Wieder zurueck in La Paz wurde dann ordentlich eingekauft, weil viele der Artesanias viel guenstiger sind als in Lima.
Ausserdem konnte ich es mir natuerlich nicht entgehenlassen noch in die "Valle de la luna" zu fahren, einem Naturschutzgebiet im Sueden der Stadt. Dort ist es gleich 10 Grad waermer, weil man auch fast 1000 meter niedriger ist und die Steine wurden mit der Zeit durch Erosionen so verformt, dass es fast aussieht wie ein Steinwald.
Abends ging es dann hoch zum Mirador um nocheinmal die ganze Stadt zu ueberblicken.

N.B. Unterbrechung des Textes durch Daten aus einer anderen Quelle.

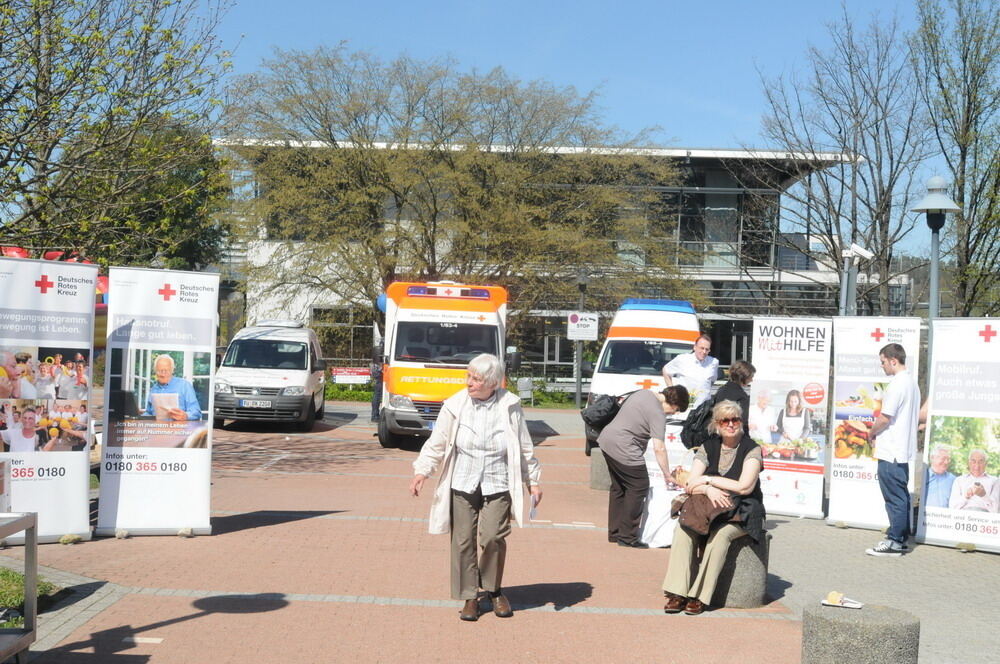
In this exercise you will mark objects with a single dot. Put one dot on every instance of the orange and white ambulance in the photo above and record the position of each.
(432, 330)
(644, 335)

Die Rueckfahrt war sehr abenteuerlich, weil ich beschlossen hatte nicht wie auf der Hinfahrt mit einem Direktbus fuer 70 Dollar zu fahren sondern lieber mit 3 einzelnen Bussen und dann im Endeffekt mit 60 Soles davonzukommen.
Bis zur Grenze klappte alles wunderbar, doch dort fingen dann die Probleme an. Ich hatte keine bolivianischen Stempel bei der Einreise gekriegt, musste also bei der Ausreise zahlen. Auf der peruanischen Seite gab es leider keinen Geldautomaten, so dass ich mein ganzes restliches Geld umtauschen musste und gucken musste, dass ich mit diesen 63 Soles einen Bus und etwas zu essen fuer die naechsten Tage kaufe.
Mit dem Bus hat es zum Gleuck geklappt, ich musste dann halt ein wenig fasten...
Immerhin bin ich dann schlussendlich heil in Lima angekommen, wenn auch mit reichlicher Verspaetung.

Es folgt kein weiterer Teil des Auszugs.